Seminar für Griechische und Lateinische Philologie

Monica Niederer

Der Sankt Galler Botanicus – ein pharmazeutischer Gebrauchstext aus dem Frühmittelalter

Gegenstand dieses Dissertationsvorhabens ist ein botanisch-pharmazeutischer Text, der sich in der Handschrift 217 der Stiftsbibliothek St. Gallen inmitten eines medizinischen Kompendiums findet, das aus dem 9. Jh. und aus Oberitalien stammt. Wichtigste Grundlage ist der Herbarius des Pseudo-Apuleius aus dem 4. Jh.; auf diese spätantike Lehrschrift gehen 36 der insgesamt 62 Pflanzenbeschreibungen zurück. Die Sprachform des Sankt Galler Botanicus hat stark vulgärlateinisch-vorromanisches Gepräge, ist somit nicht allein unter botanischem und pharmaziegeschichtlichem, sondern auch unter sprachwissenschaftlichem Blickwinkel von Interesse. Hauptziel des Forschungsprojektes ist die allseitige Kommentierung dieses interessanten Textes, verbunden mit einem Textdruck, allenfalls mit einer kritischen Neuedition. Folgende fünf Aspekte sind dabei vorrangig:

Textverständnis / Übersetzung

Der Botanicus ist in volkstümlich-literaturfernem Latein geschrieben; als Fachtext, der sich an Kenner der Materie richtet, ist er knapp gehalten und auch aus diesem Grunde vielfach schwer verständlich. Dem Text wird daher eine deutsche Übersetzung an die Seite gestellt, auch wird er mit einem Apparat von Anmerkungen zur Erleichterung des Verständnisses versehen.

Überlieferungsumstände

Die Überlieferungssituation ist näher ins Auge zu fassen. Es soll versucht werden, die Herkunftsregion näher einzugrenzen, die genaueren Umstände der Niederschrift – Anzahl der Hände und deren Wechsel, Textgliederung, etwaige Lücken u. a. m. – zu bestimmen sowie auch die Gründe zu ermitteln, die zur Eingliederung des Textes in die medizinische Sammelhandschrift geführt haben.

Sprachwissenschaftliches

Eine ins Einzelne gehende linguistische Untersuchung soll, wenn möglich, dazu führen, den Text genauer zu datieren und zu lokalisieren. Das verwendete botanisch-medizinische Fachvokabular soll näher ins Auge gefaßt und – u. a. durch Vergleich mit etwa gleichzeitigen Texten und auf dem Hintergrund der aus der Antike bekannten Fachterminologie – charakterisiert werden. Wichtig sind auch nicht-lexikalische Ingredienzien der Fachsprache.

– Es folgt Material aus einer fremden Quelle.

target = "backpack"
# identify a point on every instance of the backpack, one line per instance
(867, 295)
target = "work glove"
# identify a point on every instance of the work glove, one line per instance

Inhalt / Form / Textorganisation

Es ist – vor allem durch Vergleich mit Pseudo-Apuleius – zu ermitteln, welche Pflanzen bzw. Rezepte ausgewählt worden sind, wo die Unterschiede in der Behandlung liegen, und von welcher dritten Seite diese allenfalls herrühren könnten. Auf der Ebene der Sachkommentierung sind verschiedene Einzelprobleme zu erörtern, so die Identifikation der Pflanzen, der Aufbau der einzelnen Rezepte sowie der des ganzen Textes.

Anwendung des Botanicus

Dieser der Gebrauchsliteratur angehörende und der Wissensvermittlung in ganz praktischen Belangen dienende Text muß auch auf die ihm zugedachten Funktionen hin befragt werden. Es geht um die Art und Weise, wie der Redaktor das Sachwissen aufbereitet hat und wie er es an den Leser heranträgt.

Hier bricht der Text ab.